The last meal at night before going to bed should be milk, from six to eight ounces, slightly warmed. Induce the child to take this from a glass or cup, rather than the bottle. To give variety change the method of cooking, but do not get very far away from eggs, milk, cereals and fruits. One day for the noonday meal give a baked potato mashed with cream, very slightly salted, or a bowl of junket, or a cup custard, warm, not hot. If the child is to be brought up a meat eater, it may have a little very finely-chopped white meat of chicken, or a scraped beef or mutton cake.
At the end of the second year give a little carefully-cooked spinach, stewed celery, stewed cucumber, stewed summer squash, not mashed; well-boiled rice, rice puddings, fruit gelose, soft custard with bread crumbs, and the upper half of a shredded wheat biscuit with warm milk.
At the beginning of the third year the diet may be slightly increased in quantity, but do not add too great a variety. Cream may be used on such cereals as Cream of Wheat and farina. Wheatena and Wheatlet should be served with milk. Ice cream, lightly flavored, may be allowed once a week. Oranges, ripe peaches, baked bananas, stewed prunes, carefully-scalded dates, and large grapes, skinned and seeded, may be added. Small fruits should be mashed and strained.

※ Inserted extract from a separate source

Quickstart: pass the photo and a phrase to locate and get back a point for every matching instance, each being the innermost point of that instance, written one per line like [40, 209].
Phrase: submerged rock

When the child has reached its fourth year add delicately-cooked green vegetables in greater variety than heretofore. Very young lima beans, pressed through a sieve, tender hearts of lettuce with a little olive oil and a few drops of lemon juice, very young sweet peas. Whole wheat bread should be used in the place of white bread. Tea, coffee and chocolate should never be given, nor should jelly and jam be used on bread in place of butter. During the warm months use the lighter cereals, as farina, Cream of Wheat, barley flour mush, rice and rice pudding. For the winter breakfasts, oatmeal, rye mush, cornmeal mush and Wheatlet.
When the child is learning to eat, devote considerable time to teaching it the art of mastication. In this way the jaws are developed, the teeth strengthened and the stomach kept in good condition. Children who live on soft foods and swallow them without mastication, have frequently undeveloped jaws, too small to hold the teeth, which are apt to come in crowded and decay almost as soon as they are through the gums. A child should be taught to keep its mouth perfectly clean. Conditions arising from decayed teeth frequently cause serious digestive disturbances.
Whether you feed your children on meat or not must be settled by the habits of the family. If meat is given, it should not be used more than four times a week. Lean scraped beef, broiled, mutton or lamb, white meat of chicken and an occasional piece of white-fleshed fish, only should be used. Pork, veal, goose, fat fowl, the internal organs of animals, as sweetbreads, brains and liver, should be strictly avoided. Meat substitutes are puree of old peas, beans, lentils, eggs, milk and nut dishes. Balance the meals if possible; for instance, at one meal give a puree of lentils, followed by a baked potato and a carefully-cooked green vegetable, or an egg with whole wheat bread, followed by a saucer of stewed prunes, or a baked potato, mashed with cream, and carefully-stewed spinach, followed by a cup custard. A cream soup with stale bread crumbs may be followed by a warm cup custard. A puree of lentils may be followed by boiled rice, carefully-cooked fresh peas and a fruit tapioca or a mock charlotte. Do not give eggs and milk and meat at the same meal. Children enjoy pleasant combinations.